I was last there in 2004. After a performance I didn't want to discuss, I went outside during the interval to avoid conversation, but a young lady - who'd CLEARLY been drinking - came to talk to me and tell me a joke... Which was nice.

Previous visits can't be identified so precisely, but there are more memories that stay with me. I remember when Noel Faulkner - the current owner - was MC one night, and I went on stage and accused him of "trying to bring boredom back into fashion". Not a route to instant popularity... In fact I instantly realized it was the reverse.

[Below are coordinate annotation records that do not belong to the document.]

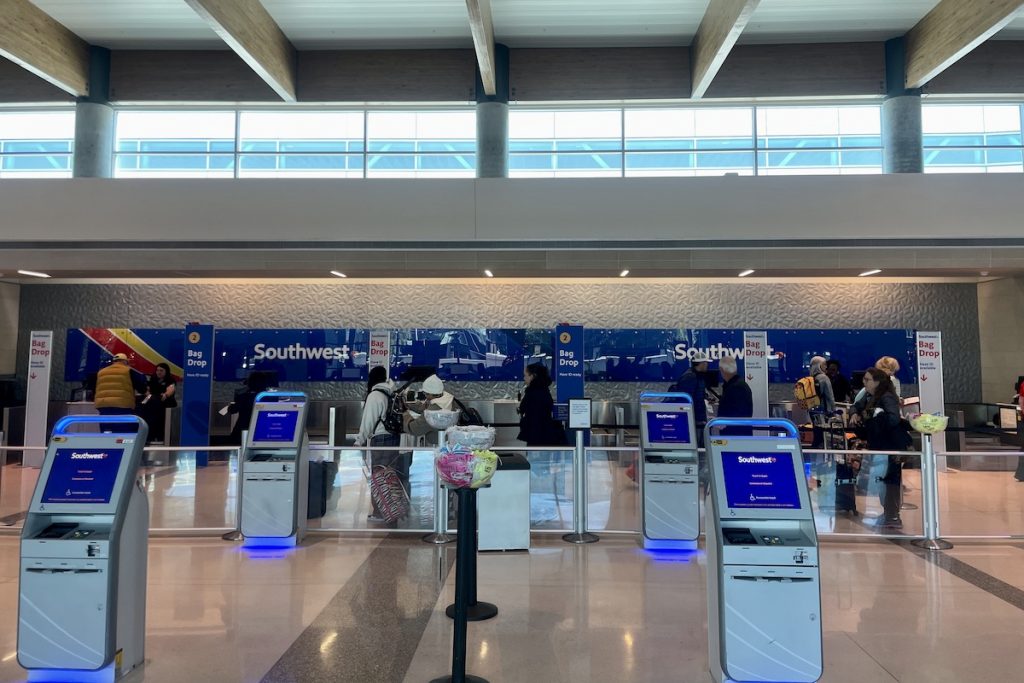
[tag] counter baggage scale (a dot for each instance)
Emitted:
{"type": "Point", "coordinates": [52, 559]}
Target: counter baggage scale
{"type": "Point", "coordinates": [764, 601]}
{"type": "Point", "coordinates": [275, 471]}
{"type": "Point", "coordinates": [82, 585]}
{"type": "Point", "coordinates": [669, 472]}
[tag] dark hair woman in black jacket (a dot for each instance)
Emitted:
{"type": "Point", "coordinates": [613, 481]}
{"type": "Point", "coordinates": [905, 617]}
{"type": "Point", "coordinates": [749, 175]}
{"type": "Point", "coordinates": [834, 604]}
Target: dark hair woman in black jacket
{"type": "Point", "coordinates": [878, 413]}
{"type": "Point", "coordinates": [537, 424]}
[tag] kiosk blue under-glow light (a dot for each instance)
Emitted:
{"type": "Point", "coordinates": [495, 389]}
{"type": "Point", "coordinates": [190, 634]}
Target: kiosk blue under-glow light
{"type": "Point", "coordinates": [274, 426]}
{"type": "Point", "coordinates": [760, 480]}
{"type": "Point", "coordinates": [668, 427]}
{"type": "Point", "coordinates": [82, 475]}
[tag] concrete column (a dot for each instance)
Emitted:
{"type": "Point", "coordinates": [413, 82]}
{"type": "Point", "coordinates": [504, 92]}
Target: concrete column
{"type": "Point", "coordinates": [493, 121]}
{"type": "Point", "coordinates": [492, 140]}
{"type": "Point", "coordinates": [93, 140]}
{"type": "Point", "coordinates": [902, 150]}
{"type": "Point", "coordinates": [902, 143]}
{"type": "Point", "coordinates": [94, 121]}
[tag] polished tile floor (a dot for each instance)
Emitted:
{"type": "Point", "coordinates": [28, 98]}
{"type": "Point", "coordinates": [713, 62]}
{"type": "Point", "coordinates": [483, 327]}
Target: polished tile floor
{"type": "Point", "coordinates": [372, 609]}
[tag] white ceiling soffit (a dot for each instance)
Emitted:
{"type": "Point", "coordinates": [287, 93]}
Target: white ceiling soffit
{"type": "Point", "coordinates": [134, 25]}
{"type": "Point", "coordinates": [833, 20]}
{"type": "Point", "coordinates": [596, 23]}
{"type": "Point", "coordinates": [312, 25]}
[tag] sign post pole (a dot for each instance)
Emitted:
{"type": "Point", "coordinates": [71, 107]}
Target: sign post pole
{"type": "Point", "coordinates": [37, 396]}
{"type": "Point", "coordinates": [756, 370]}
{"type": "Point", "coordinates": [197, 387]}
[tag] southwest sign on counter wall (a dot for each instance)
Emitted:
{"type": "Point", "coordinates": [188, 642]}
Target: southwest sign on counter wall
{"type": "Point", "coordinates": [469, 354]}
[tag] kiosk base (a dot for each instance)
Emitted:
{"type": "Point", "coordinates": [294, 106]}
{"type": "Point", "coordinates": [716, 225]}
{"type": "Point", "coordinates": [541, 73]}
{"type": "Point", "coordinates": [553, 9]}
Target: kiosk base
{"type": "Point", "coordinates": [666, 544]}
{"type": "Point", "coordinates": [105, 675]}
{"type": "Point", "coordinates": [270, 542]}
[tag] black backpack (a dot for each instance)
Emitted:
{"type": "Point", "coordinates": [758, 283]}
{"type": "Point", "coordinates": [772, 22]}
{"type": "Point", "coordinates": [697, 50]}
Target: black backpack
{"type": "Point", "coordinates": [392, 417]}
{"type": "Point", "coordinates": [468, 416]}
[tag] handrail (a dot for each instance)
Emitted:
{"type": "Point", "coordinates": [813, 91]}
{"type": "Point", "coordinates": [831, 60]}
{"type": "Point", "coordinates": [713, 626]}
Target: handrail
{"type": "Point", "coordinates": [668, 394]}
{"type": "Point", "coordinates": [69, 420]}
{"type": "Point", "coordinates": [757, 423]}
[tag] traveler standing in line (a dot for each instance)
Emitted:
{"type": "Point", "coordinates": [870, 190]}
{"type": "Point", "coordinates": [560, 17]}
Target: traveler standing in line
{"type": "Point", "coordinates": [373, 432]}
{"type": "Point", "coordinates": [116, 390]}
{"type": "Point", "coordinates": [159, 396]}
{"type": "Point", "coordinates": [841, 385]}
{"type": "Point", "coordinates": [819, 416]}
{"type": "Point", "coordinates": [879, 416]}
{"type": "Point", "coordinates": [537, 422]}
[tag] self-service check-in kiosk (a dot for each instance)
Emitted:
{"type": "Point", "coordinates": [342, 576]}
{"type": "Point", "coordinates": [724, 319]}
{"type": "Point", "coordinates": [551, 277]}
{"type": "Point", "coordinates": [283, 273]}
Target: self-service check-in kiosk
{"type": "Point", "coordinates": [764, 602]}
{"type": "Point", "coordinates": [669, 472]}
{"type": "Point", "coordinates": [275, 471]}
{"type": "Point", "coordinates": [82, 592]}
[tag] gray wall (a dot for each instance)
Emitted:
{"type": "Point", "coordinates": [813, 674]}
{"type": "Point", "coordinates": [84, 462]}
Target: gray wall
{"type": "Point", "coordinates": [1000, 323]}
{"type": "Point", "coordinates": [951, 308]}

I also remember colleagues from British Gas coming along to watch me, before I knew that too was a mistake. I remember another night so warm that I stood outside and watched through the window. I remember Rainer Hersch complementing me on my material. I remember chatting with Simon Pegg. I remember on my first visit to watch the show that the competition was won by Rhona Cameron... or Rhona Campbell as I think she was then.

But NOW I'm looking FORWARD to when I'm there in August, and seeing who wins the competition fifteen years after that. I know who I'd like it to be.

Saturday, March 11, 2006

A boozy Saturday afternoon


I've done three hours work today - maths teaching - but now I'm home and relaxing.

In fact I'm so relaxed because I've had four STRONG beers, and I've got to the stage where I need to lean against the wall to piss!... You KNOW how I feel!

But I'm still in alert mode and searching the internet for good web stuff. AND I have found something good - - where you can hear long interviews with good comedians.

I'm listening right now. If you're interested in what good (AMERICAN) comedians are doing and thinking, you should listen too!